The Spring 2002 edition of JANA will be available April 25. To view the study and editorial visit www.americanutra.com/Beta%20glucan%20study1.pdf
JANA, the leading journal on nutraceutical science and technology, provides peer-reviewed original research articles, review articles and clinical perspectives on nutraceuticals and integrative health issues that impact the emerging field of nutraceuticals. JANA¡¦s editorial staff is led by:
- Editor-in-chief - Mark D. Houston, MD, SCH, FACP, associate clinical professor of medicine at Vanderbilt University Medical School and medical director at Hypertension and Vascular Biology Institute and the Life Extension Institute at Saint Thomas Hospital and Medical Center in Nashville, Tennessee.
- Medicine editor - Christopher M. Foley, MD, medical director at Integrative Care in St. Paul, Minnesota, and teaching faculty member at the University of Minnesota, School of Pharmacy.
- Pharmacy editor - Allen M. Kratz, PharmD, former faculty member at the Philadelphia College of Pharmacy and Science, the first pharmacist appointed to the editorial board of The Merck Manual (12th. edition), co-author of a chapter on Alternative Health Care in REMINGTON: The Science and Practice of Pharmacy (19th. edition), and founder of HVS Laboratories.
- Associate editor - Bernd Wollschlaeger, MD, clinical assistant professor of medicine and family medicine at the University of Miami, School of Medicine, appointed last year by Governor Jeb Bush to serve on the 11-member Florida Domestic Security Advisor Panel, chairman of the Florida Medical Association Emergency and Disaster Preparedness Taskforce, and board member of the Florida State University Center of Terrorism and Public Health.
About the Authors
Vaclav Vetvicka, Ph.D. is an associate professor at the Department of Pathology, Division of Experimental Immunology and Immunopathology of the School of Medicine, University of Louisville, Louisville, Ky.
Bill Kournikakis, Ph.D. is a scientist in the Chemical and Biological Defence section at Defence Research Establishment Suffield, Ralston, Alberta, Canada.
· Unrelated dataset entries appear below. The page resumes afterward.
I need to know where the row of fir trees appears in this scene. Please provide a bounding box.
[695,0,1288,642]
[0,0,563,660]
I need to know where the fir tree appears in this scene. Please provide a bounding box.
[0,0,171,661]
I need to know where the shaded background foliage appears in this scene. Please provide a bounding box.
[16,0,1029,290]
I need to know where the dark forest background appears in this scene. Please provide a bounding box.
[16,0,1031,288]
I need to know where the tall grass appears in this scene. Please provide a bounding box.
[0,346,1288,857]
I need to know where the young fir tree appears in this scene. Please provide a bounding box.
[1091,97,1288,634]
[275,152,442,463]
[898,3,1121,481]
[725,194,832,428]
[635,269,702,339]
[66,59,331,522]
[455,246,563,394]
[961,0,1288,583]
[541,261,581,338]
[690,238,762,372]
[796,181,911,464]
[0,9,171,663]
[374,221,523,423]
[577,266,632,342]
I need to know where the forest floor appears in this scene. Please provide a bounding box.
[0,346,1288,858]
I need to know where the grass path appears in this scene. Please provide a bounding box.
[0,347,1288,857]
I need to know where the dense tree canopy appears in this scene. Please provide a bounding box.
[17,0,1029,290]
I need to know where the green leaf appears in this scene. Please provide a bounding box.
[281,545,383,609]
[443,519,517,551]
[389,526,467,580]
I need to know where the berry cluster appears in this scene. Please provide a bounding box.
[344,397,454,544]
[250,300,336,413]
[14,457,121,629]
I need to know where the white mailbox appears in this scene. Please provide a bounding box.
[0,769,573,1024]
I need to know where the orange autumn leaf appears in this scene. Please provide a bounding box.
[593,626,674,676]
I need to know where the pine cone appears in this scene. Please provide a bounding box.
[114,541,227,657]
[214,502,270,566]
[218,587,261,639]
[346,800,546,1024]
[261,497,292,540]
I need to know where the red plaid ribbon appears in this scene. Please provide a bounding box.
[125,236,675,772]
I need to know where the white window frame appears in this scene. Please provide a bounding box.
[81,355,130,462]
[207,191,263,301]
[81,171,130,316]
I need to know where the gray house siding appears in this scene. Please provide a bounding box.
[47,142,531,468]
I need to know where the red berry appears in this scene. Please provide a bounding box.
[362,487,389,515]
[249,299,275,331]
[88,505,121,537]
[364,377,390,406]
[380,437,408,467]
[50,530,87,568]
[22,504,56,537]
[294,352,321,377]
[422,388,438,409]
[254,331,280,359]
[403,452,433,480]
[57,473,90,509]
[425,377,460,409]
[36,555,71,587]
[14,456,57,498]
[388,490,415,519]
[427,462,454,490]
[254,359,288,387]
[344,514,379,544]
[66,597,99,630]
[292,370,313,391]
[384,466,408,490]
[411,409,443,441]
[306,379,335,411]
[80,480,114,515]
Rosemonde Mandeville, M.B., ChB., Ph.D. is president and chief executive officer of Biophage Pharma, Inc., Montreal, Quebec, Canada.
Pauline Brousseau, Ph.D. is director of CRO and special programs at Biophage Pharma, Inc.
Gary Ostroff, Ph.D. is vice president of research & development and chief scientist at Biopolymer Engineering, Inc., Eagan, Minn.
Kiyomi Terayama, Ph.D., is a member of the Department of Pathology, Tokyo Dental College, Ichikawa General Hospital, Ichikawa City Chiba Prefecture, Japan.